Ernest était donc absent la journée et pendant ce temps-là, son épouse restait à la maison. Rose Brunel était une femme petite d’une quarantaine d’année, ses cheveux bruns, sombres, étaient toujours tirés en un chignon. Malgré sa petite taille, elle avait un regard perçant capable de faire plier n’importe qui. Rose avait eu une enfance tourmentée par le deuil. Alors qu’elle avait sept ans, sa mère était morte, emportée par la maladie. Trois ans plus tard, son père se remariait avec une femme qui sut apporter la présence féminine dont elle avait besoin. Jeanne portait le nom de cette femme, soulignant ainsi l’importance que sa belle-mère avait eu dans la vie de Rose. Cette dernière parlait peu de son passé, c’était tante Eugénie qui avait évoqué le sujet avec ses nièces. Rose avait également un demi-frère dont elle s’était beaucoup occupée. Oncle Hyacinthe était un homme apprécié par Mathilde et Jeanne, il aimait faire rire son entourage et quand il venait rendre visite à sa demi-sœur, ses nièces étaient certaines de passer une excellente journée. Ernest n’aimait guère son beau-frère, mais pour ne pas contrarier son épouse, il préférait se taire.

« Papa, allez-vous aussi partir à la guerre ? » Demanda Jeanne sur un ton marqué par la naïveté. C’était en pensant à tous ces hommes du village qui allaient être mobilisé qu’elle avait fini par penser que son père pouvait aussi partir. Quel serait le quotidien des Brunel sans leur chef de famille ? C’était Ernest qui apportait l’argent à la maison, sans lui, les trois femmes seraient rien.

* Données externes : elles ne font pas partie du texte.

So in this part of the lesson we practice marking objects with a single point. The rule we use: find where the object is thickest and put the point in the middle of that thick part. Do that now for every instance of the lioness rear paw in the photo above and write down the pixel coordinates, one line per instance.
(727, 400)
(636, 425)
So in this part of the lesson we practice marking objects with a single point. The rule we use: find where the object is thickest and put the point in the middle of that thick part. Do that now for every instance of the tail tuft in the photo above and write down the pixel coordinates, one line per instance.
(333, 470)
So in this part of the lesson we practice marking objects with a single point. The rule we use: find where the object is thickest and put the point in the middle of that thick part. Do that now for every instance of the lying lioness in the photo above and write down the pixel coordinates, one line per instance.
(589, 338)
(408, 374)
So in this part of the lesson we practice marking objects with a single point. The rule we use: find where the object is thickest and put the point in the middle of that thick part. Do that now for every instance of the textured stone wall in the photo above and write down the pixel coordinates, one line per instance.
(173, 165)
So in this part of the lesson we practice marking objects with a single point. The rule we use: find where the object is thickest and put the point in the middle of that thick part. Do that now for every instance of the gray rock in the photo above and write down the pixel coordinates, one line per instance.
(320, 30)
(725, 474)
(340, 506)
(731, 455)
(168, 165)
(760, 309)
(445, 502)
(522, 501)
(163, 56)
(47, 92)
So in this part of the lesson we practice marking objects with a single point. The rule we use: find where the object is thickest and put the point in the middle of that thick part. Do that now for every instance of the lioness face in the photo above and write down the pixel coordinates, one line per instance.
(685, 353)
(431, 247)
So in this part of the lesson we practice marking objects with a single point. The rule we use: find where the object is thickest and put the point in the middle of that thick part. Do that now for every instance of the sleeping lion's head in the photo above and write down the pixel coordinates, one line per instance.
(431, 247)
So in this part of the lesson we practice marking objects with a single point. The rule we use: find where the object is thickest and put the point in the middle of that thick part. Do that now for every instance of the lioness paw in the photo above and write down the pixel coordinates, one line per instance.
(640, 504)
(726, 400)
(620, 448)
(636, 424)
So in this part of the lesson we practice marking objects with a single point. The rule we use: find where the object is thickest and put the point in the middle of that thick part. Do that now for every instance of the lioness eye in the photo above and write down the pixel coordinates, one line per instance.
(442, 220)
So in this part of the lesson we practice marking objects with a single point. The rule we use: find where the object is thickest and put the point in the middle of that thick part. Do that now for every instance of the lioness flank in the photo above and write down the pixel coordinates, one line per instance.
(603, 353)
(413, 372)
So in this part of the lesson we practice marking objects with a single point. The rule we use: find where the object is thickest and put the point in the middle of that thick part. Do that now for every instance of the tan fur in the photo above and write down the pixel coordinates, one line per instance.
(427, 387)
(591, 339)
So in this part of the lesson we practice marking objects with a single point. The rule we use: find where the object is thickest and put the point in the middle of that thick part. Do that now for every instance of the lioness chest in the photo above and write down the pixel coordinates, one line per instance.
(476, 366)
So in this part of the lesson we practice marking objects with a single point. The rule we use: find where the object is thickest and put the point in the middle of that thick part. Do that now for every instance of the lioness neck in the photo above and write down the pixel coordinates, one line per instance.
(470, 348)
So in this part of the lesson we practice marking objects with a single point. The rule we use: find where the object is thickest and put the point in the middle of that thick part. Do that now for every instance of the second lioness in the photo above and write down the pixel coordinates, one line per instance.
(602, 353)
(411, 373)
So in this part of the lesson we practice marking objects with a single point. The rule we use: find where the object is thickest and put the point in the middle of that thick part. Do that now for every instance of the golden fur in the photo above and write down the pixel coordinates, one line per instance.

« Je ne sais pas Jeanne, je répondrais comme tout le monde à l’ordre de mobilisation, si je suis déclaré apte, je ferai mon devoir, comme nous tous ici. » Le ton du père était déterminé. Sa plus jeune fille connaissait son sens de l’honneur et du devoir. Elle avait peur. Peur pour son père. Peur pour tous ces hommes qu’elle connaissait et qui allaient partir.

« Mais, papa, qu’allons-nous devenir sans vous. » Les yeux de Jeanne commençaient à se remplir de larmes. Sa mère et sa sœur avaient le teint blanc, jusqu’à cet instant, elles avaient refusé d’imaginer que Ernest pourrait les quitter pour aller à la guerre.

« Sèche tes larmes Jeanne, nous ne savons pas de quoi l’avenir sera fait. J’ai plus de quarante ans, je doute être de ceux qu’on enverra aux combats en premier. » Il se penchant et caressa la joue de sa plus jeune fille. Jeanne était douce et sensible, il préférait la rassurer plutôt que de la tourmenter plus avec cette discussion.

« Ne parlons plus de guerre pour ce soir. » Il sourit à sa fille et reprit son repas là où il l’avait arrêté. De son côté, Jeanne picora dans son assiette, bien trop tourmentée par ce qui était en train de se dérouler. Sa vie allait être chamboulée, elle en était certaine. Son père était peut-être trop vieux, mais ce n’était pas le cas de Léon. Il était jeune, on allait l’envoyer à la guerre tout comme ses frères.